By thinking, no algorithms
May I ask you which grade is your child?
The teacher wants to make children think on (the very difficult concept of ) ratios and proportional thinking.
So, let the child try to think, without urging for a result which might not even come. The exercise is about thinking not about getting a result (succeed). And the child must make drawings!
Here is my thinking. I begin always with easy numbers...
The original ratio is 5 to 3. In our example 5 people liked "this" and 3 people liked "that". Or, I can state that there were 8 people and 5 of them liked milk chocolate and 3 liked plain chocolate. (make a drawing with "dots")
5 and 3 people. So, I can see the difference: 2 people more liked milk chocolate.
Now the problem tells me that in the survey there are more than 8 people , right? Right! So how many can I add to keep the proportion?
Well, try it!
I double the people and the get 10 and 6, I double again and they get 20 and 12, and so on...(these are equivalent fractions by the way, but it's not important to know the name). The idea is that I can change the numbers of the people in the groups without changing their relative proportion.

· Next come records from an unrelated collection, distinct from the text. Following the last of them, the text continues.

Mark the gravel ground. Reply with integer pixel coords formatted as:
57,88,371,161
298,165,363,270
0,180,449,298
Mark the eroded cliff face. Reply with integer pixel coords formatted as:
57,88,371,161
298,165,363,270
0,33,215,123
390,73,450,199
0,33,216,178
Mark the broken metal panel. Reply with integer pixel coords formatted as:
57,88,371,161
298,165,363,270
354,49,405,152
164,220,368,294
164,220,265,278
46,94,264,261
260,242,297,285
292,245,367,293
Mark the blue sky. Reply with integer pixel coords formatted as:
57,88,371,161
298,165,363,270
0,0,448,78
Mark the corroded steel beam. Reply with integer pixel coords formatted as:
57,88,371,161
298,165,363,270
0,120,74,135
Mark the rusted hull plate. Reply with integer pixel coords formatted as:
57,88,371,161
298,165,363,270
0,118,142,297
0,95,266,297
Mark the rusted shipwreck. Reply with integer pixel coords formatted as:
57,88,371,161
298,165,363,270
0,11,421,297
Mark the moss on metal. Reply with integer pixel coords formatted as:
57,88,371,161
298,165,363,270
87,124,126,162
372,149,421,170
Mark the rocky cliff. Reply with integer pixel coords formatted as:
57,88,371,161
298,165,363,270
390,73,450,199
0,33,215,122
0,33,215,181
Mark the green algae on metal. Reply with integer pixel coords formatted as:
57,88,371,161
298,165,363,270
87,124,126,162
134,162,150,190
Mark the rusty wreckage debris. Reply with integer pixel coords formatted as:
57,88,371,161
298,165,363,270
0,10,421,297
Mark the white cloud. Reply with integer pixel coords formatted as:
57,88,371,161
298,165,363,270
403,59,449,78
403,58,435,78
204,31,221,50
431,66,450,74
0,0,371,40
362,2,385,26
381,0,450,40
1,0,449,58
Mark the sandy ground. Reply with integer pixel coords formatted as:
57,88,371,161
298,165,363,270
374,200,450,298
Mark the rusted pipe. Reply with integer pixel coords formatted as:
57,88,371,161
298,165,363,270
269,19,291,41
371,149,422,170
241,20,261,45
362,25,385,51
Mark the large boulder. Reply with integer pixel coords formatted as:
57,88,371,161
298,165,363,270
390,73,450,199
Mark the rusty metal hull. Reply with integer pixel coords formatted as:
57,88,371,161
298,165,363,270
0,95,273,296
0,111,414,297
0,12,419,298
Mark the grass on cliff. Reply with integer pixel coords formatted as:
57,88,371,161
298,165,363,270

But wait again, there is an easier way! I know that with 8 people and the proportion 5 to 3 there are 2 people more in one group!
Ok! Now the problem says that there are 46 people more in one group! How many more times is the difference of people between the groups? 23! (Why? Well, 23 times the difference of 2 makes 46!)
So now we have the key for the solution: 23!
We can change the original people by multiplying them by 23: and we get 115 (5x23) and 69 (3x23). You can also see it here:
(START) 5 and 3, difference is 2 people
(TIMES 2) 10 and 6, difference is 4 people
(TIMES 3) 15 and 9, difference is 6 people
(TIMES 4) 20 and 12, difference is 8 people
(TIMES 23) 115 and 69, difference is 46
So there is a total of 115+69=184 people in the survey.
The idea of the teacher is probably to make an introduction into equivalent fractions.
I know fractions are not easy (including for myself of course!) because proportional thinking is not intuitive at all. I am making a website on it (www.swiss-algebra-help.com) and the more I write the more surprises I find...